Laundry systems use this kind of thing, no pin all data stored on the card, many not even encrypted :) I'll assume you aren't using this as a debit card kind of thing where you could phone home for a pin or extended verification.
Looking at the datasheet the only thing unique about the card could be the application identifier, and maybe the extended identification bytes that the factory pre-programs before shipping you the cards.
Due to security purposes every chip is irreversibly coded by a scheme. By this way fraud and
misuse is excluded. The relevant data are programmed in the memory area from address 0 to 31.
Afterwards the associated protection bits are programmed. As an example, figures 12 and 13 show
ATR and Directory Data of Structure 1. When delivered, ATR header, ICM and ICT are
programmed. Siemens programs also the AID. The AID (Application IDentifier) consists of 5 byte
RID (Registered application provider IDentifier) administered by a national registration authority and
of up to 11 byte PIX (Proprietary application Identifier eXtension). There are two possibilities: the
customers AID or Siemens AID (only for sample quantities). Depending on the agreement between
the customer and Siemens ICCF can be also programmed before delivery.

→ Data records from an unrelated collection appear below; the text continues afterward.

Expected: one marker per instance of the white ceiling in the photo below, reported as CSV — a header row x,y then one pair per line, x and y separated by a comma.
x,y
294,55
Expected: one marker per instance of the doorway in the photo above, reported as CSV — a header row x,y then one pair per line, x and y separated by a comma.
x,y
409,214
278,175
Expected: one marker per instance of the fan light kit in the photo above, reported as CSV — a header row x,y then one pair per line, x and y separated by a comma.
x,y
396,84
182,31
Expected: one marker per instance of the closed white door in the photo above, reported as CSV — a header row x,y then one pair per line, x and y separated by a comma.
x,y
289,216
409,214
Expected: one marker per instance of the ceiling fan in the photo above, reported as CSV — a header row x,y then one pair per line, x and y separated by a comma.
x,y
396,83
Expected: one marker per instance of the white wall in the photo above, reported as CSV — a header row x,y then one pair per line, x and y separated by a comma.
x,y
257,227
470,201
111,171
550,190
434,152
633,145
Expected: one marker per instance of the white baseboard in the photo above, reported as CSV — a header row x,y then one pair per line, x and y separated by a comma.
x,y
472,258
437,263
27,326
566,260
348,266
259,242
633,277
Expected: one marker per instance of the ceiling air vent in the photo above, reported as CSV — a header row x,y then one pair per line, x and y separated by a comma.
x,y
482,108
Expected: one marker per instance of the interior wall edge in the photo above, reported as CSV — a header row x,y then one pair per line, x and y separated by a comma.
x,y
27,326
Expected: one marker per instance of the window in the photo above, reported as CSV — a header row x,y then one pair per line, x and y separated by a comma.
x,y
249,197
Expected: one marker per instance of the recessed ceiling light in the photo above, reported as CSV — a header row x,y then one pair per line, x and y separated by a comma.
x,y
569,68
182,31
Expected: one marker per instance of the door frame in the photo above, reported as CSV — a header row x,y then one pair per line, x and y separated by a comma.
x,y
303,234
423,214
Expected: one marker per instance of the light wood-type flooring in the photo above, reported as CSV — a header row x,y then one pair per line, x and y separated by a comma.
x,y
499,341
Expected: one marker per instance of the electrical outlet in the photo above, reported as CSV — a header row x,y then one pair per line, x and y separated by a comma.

Perhaps you could use that ID along with an encryption scheme incorporating it to at least make it difficult to just read and write the data to a new card. Or even lazier you could assume that no one can buy blank cards with your ID on them to copy too.
Looking at it further though these seem pretty easy to emulate, I'm sure I could make a micro-controller that would behave exactly like this "smart" card and adjust those factory programmable values at will.